UN points to agriculture as an escape from the "poverty trap"

(NEW YORK, October 2000) Agriculture -- often given short shrift in development planning -- can play a key and even a leading role in breaking out of the vicious cycles in which many poor countries are trapped, the authors of the UN World Economic and Social Survey 2000 contend.

The strategic importance of agriculture is often overlooked in development circles, because it was wrongly assumed that agriculture was, and would remain, a low productivity activity. But increasing productivity in agriculture is possible and offers a number of strategic advantages, this year's Survey says, in a comprehensive analysis of how countries can escape from what is known in development circles as "poverty traps".


Growth experience of the past half century

An overview of economic growth rates in the developing countries 1950-1999 -- abstracted from the World Economic and Social Survey 2000.

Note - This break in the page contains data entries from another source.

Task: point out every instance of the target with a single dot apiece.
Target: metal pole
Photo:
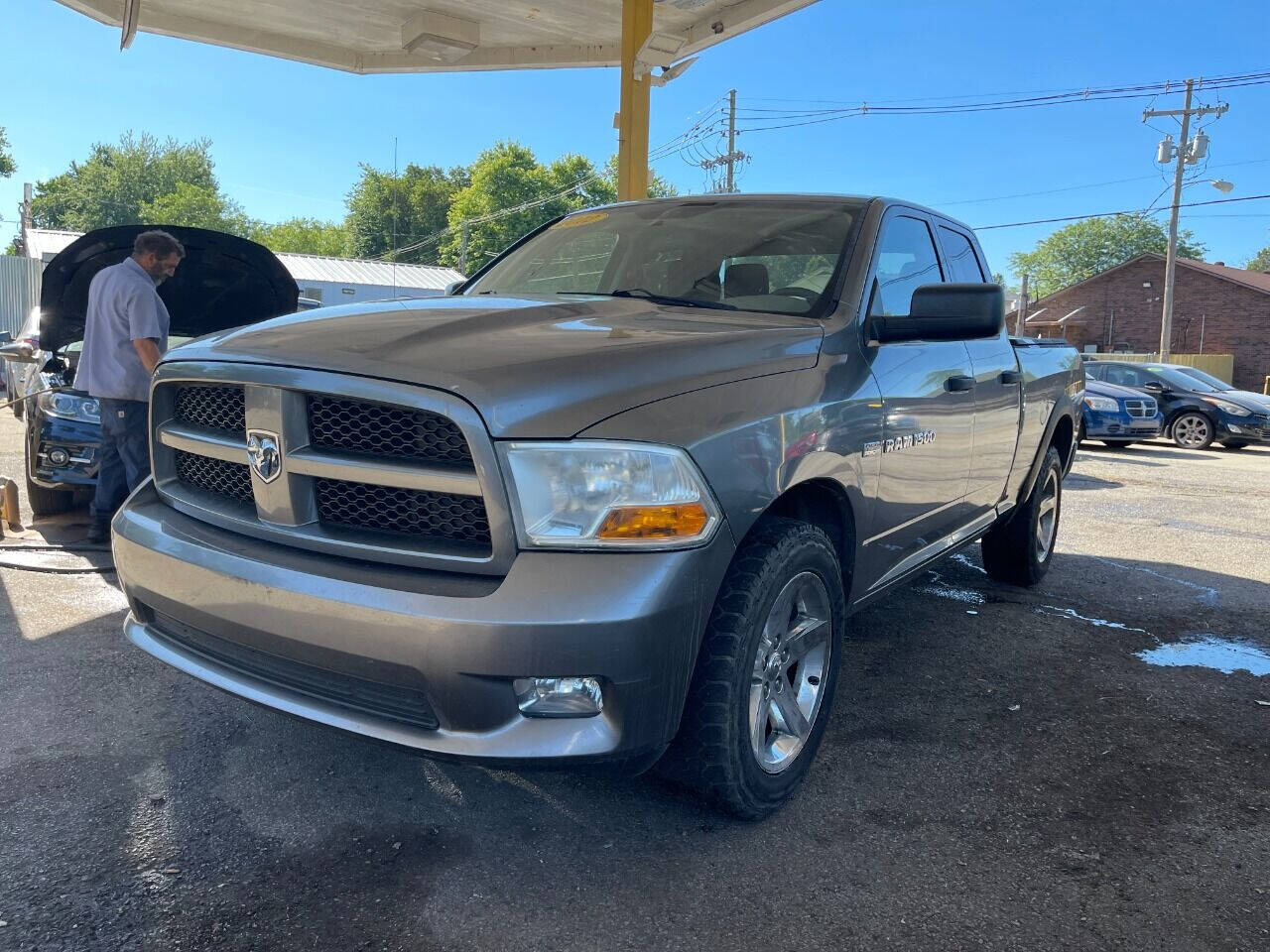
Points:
(633, 113)
(1166, 321)
(1021, 311)
(731, 140)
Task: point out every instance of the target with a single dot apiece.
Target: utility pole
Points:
(731, 141)
(1021, 311)
(1188, 154)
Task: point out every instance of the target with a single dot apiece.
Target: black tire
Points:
(714, 753)
(45, 502)
(1193, 430)
(1011, 549)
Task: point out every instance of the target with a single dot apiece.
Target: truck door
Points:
(928, 391)
(997, 386)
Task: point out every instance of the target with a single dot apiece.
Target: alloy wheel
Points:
(790, 669)
(1192, 430)
(1047, 516)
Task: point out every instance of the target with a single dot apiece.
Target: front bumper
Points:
(453, 643)
(1100, 424)
(1251, 429)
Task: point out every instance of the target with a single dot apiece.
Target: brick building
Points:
(1216, 309)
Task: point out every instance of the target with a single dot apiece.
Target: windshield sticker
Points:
(576, 220)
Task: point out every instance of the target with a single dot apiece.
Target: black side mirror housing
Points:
(952, 311)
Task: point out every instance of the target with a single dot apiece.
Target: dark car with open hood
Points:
(222, 282)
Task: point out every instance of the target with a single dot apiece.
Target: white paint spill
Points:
(1210, 652)
(942, 589)
(1100, 622)
(441, 783)
(962, 558)
(1205, 593)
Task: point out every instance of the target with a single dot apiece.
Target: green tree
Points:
(117, 181)
(7, 166)
(512, 193)
(308, 236)
(388, 211)
(194, 207)
(1084, 248)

First of all, agriculture is where the poor people are -- between 70 to 95 per cent of the labour force in most developing countries works in agriculture, according to the Survey, and in general poverty rates tend to be higher in rural than in urban areas.

Additionally, a strengthened farm sector can bring down food prices and improve nutrition and labour productivity in the entire country; generate employment and heighten demand for manufactured goods and services; channel labour and capital into the development of other sectors; and earn foreign exchange.

Thus, a situation in which manufacturing operates with economies of scale is likely to lead to a poverty trap, because farmers' incomes are too low to create a demand for manufactured goods and services, the Survey says. But if technology and/or land reform stimulate farm production, the added value spurs national manufacturing and urban sectors.

Other chapters in the second part of the Survey cover the potential of institution building, education and technology, respectively, to accelerate economic and social development in the poor countries.

(The first part of this year's Survey was released in July.)